Like this example showing the opposite of your position.

And then you quote from the :-http://adversusapologetica.wordpress.com/
which shows its agenda so obviously as to be biased.

..... most scholars accept......... what a joke. I saw one name, Bart Ehrmann. Are you a disciple of his, then? :)
 

Thief

Rogue Theologian
Jesus was a fictional character created by the writer of gMark.

All evidence supports that view. Just give it an honest look. You'll see.

So was the text a complete fraud?
If Jesus was fictional....the parables mean nothing to you?
 
There is a great book called Nailed which goes through a few of the myths of Jesus and provides a very convincing case that Jesus is also just a myth. Has anyone read it and considered the arguments presented?
 

AmbiguousGuy

Well-Known Member
So was the text a complete fraud?

Hi, Thief. I have no strong beliefs about the text. My guess is that some writer got the idea to take the existing Jesus character, already the basis of a new religion, and write a story about a real Jesus who lived in 30CE Jerusalem. A sort of fan fiction.

Matthew and Luke, of course, are not standalone accounts. They are revisions of Mark and other material. John is too late and too theological to be taken as historical. (I think of it as I think of the Book of Mormon, so far as historicity about Jesus.)

Does that mean Mark is a fraud? I don't know. Is fan fiction a type of fraud? I guess it depends on the intent of the writer.

If Jesus was fictional....the parables mean nothing to you?

I enjoy parables and other literary forms, even though their characters and events are usually or always fictional.
 

technomage

Finding my own way
There is a great book called Nailed which goes through a few of the myths of Jesus and provides a very convincing case that Jesus is also just a myth.

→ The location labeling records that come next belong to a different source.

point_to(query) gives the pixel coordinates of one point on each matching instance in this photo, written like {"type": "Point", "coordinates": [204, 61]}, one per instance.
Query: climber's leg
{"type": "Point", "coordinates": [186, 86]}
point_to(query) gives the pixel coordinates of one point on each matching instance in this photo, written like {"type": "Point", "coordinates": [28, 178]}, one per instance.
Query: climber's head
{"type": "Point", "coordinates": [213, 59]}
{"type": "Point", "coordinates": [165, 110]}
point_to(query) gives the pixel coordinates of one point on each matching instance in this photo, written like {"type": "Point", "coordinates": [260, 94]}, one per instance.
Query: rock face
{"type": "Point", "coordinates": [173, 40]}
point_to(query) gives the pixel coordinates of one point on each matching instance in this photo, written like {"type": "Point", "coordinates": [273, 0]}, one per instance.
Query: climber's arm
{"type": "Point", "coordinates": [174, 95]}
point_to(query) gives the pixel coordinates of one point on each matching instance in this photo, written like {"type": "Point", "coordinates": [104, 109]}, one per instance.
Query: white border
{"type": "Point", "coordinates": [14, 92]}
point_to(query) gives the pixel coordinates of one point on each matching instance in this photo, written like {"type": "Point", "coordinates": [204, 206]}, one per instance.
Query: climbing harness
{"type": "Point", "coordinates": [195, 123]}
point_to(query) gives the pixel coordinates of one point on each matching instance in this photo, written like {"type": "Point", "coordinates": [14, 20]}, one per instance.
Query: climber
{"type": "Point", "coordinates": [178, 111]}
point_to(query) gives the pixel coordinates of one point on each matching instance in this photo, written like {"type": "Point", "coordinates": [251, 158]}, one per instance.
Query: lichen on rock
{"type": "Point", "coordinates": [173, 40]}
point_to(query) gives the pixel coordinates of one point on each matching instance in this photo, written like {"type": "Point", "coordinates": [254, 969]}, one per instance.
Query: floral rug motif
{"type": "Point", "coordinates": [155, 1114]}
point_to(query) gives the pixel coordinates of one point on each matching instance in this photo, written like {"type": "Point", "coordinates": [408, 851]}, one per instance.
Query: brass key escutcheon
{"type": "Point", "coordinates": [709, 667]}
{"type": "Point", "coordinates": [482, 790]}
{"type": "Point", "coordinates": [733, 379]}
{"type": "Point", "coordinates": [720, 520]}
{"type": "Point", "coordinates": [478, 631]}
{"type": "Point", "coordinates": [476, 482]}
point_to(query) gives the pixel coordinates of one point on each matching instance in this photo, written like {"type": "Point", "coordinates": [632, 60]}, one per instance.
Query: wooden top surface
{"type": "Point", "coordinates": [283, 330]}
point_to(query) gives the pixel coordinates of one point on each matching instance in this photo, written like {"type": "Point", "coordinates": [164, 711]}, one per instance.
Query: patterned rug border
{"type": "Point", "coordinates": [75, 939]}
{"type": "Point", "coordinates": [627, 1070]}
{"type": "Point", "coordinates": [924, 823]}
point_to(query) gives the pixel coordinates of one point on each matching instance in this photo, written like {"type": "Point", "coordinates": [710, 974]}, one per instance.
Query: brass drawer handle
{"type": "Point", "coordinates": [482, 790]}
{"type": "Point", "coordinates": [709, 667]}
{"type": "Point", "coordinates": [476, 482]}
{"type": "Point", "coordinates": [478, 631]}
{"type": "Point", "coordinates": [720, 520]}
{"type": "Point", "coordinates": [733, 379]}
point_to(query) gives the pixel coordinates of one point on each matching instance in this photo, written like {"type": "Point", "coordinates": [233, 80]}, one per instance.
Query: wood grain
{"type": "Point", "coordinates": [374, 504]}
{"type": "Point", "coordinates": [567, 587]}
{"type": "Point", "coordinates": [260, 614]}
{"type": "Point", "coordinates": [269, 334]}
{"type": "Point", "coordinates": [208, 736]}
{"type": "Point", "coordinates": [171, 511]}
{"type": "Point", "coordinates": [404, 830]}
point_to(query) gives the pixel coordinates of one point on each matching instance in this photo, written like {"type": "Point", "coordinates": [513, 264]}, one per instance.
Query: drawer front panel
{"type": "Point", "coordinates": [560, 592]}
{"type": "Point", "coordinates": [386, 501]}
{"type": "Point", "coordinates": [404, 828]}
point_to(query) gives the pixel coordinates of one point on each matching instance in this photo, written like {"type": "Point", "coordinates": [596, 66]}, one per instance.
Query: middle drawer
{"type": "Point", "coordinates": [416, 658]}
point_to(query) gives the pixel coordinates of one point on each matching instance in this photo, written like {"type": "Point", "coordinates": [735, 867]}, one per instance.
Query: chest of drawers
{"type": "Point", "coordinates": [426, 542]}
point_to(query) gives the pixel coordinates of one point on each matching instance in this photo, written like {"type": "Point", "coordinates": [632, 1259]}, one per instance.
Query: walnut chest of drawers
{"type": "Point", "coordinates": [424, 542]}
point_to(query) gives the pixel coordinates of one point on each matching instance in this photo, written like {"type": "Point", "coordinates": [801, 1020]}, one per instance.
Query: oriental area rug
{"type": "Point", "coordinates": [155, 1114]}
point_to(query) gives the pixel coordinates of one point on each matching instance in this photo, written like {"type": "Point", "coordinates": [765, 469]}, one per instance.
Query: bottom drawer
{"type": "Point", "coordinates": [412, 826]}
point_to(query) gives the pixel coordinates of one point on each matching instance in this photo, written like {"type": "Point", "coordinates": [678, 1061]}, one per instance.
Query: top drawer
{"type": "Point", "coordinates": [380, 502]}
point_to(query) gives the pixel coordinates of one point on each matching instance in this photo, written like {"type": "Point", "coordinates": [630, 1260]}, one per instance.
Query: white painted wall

Has anyone read it and considered the arguments presented?
Self-published, no peer review, atheist activist. None of that disproves his arguments, but they also do not make for a promising start.

Fitzgerald's arguments take the form of ten "myths" that he "debunks." Flatly, the specific "myths" he provide, and the counterarguments he offers, could be used to teach a class in logical fallacies--but only as a bad example. His arguments are frequently ludicrous, occasionally outright dishonest, and always presented as "fact."